そうか、剣道部か。剣道部は結構夜遅くまでやってそうだし、家に帰るのもだいぶ遅いだろうな。
「いいよなー、お前は。部活もないから楽で」
「バカ言うな、部活なくても夜中まで宿題やってんだよ。どうせお前は宿題もせずグーグー寝てんだろ」
「うるせー。部活終わったらクタクタで宿題なんかやる余裕ねぇっつーの。それにダチに返信しなきゃいけねーし。オレはお前と違って陽キャだからな」
「普通それ自分で言うか?悪かったな俺が陰キャで」
俺が不貞腐れると、黄崎がバカみたいな声で笑った。腹立たしいが実際にこいつは陽キャだ。クラスでも目立つタイプで、周りにはいつも派手そうな男女がいる。いわゆる一軍。ぱっちりとしたつり目にすらっとした鼻筋。そして高身長。男の俺から見てもイケメンの部類に入る。俺とは正反対のやつだ。
「んなことより、早くノートよこせ」
「……ホント都合いいやつ。いいけど当てにならんぞ?俺そんな頭いい訳じゃないし」
「答えさえ書いてりゃいいの!サンキュ!」
「はぁ……」
渋々俺はノートを手渡した。見せなかったらキレてきそうだし。こういうタイプって敵に回すとめんどくさそうだ。
さて授業の準備を続けるか……と思っていると、少し小さな声で黄崎に尋ねられた。
「あの、さ……」
「ん?」
「その、お前って、黒井と仲良いの?」
突然黒井について聞かれた。何でまた急に黒井なんだ?俺はとりあえず至って普通の回答をした。
「黒井?ま、まあ、悪くはない、かな」
「……っ、そうかよ」
俺のノートを片手で抱え、黄崎は大股で帰っていった。
「?それが何だってんだよ……」
頭にクエスチョンマークが浮かび上がる。俺何か変なこと言ったか?実際、黒井との仲は悪くはない。流石に修学旅行で一緒に寝たやら服を脱がせたなどは言えないが。それ以外は他愛のない会話をするくらいだぞ。

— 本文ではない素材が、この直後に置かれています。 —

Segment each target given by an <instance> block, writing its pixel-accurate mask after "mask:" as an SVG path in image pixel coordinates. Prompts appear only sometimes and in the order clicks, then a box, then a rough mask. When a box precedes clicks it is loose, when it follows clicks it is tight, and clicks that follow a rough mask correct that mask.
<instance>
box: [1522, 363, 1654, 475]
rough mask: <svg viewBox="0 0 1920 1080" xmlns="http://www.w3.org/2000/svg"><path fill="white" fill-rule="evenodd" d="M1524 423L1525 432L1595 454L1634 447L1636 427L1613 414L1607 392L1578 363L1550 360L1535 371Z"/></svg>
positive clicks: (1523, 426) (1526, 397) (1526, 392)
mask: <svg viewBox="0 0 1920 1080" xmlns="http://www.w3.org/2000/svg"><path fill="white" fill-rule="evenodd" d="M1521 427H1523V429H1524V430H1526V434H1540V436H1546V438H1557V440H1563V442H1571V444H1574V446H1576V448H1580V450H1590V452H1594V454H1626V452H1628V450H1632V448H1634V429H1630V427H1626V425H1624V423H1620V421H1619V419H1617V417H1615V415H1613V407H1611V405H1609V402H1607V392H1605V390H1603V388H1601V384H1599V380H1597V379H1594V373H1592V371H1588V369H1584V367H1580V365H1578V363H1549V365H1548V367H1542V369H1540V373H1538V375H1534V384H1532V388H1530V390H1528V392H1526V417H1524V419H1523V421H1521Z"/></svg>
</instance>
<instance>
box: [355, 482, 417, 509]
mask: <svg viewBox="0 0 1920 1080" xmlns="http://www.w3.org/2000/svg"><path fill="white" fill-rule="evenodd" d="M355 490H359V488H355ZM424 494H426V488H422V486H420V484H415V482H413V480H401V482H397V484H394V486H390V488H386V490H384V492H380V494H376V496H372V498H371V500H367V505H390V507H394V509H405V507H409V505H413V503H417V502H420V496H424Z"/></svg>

あれかな、黄崎も黒井に気があるとか?あいつかなりの美少年だからな。人気者の黄崎でさえもあいつとは喋ったことないのかも。ミステリアスだし。
黒井の席に目を向けてみる。彼は本を読んでいた。何の本だろう。あいつ趣味がないって言ってたけど、読書はするんだな。本を読む横顔でさえも王子様のようだ。本当に謎に包まれている。突拍子もないことするやつだけど、話すとすごい嬉しそうな顔をする。美しすぎて世間離れしているようで、実は人間らしい面もある。ますます気になってきた。
そんな黒井の様子を、俺はぼんやりと眺めていた。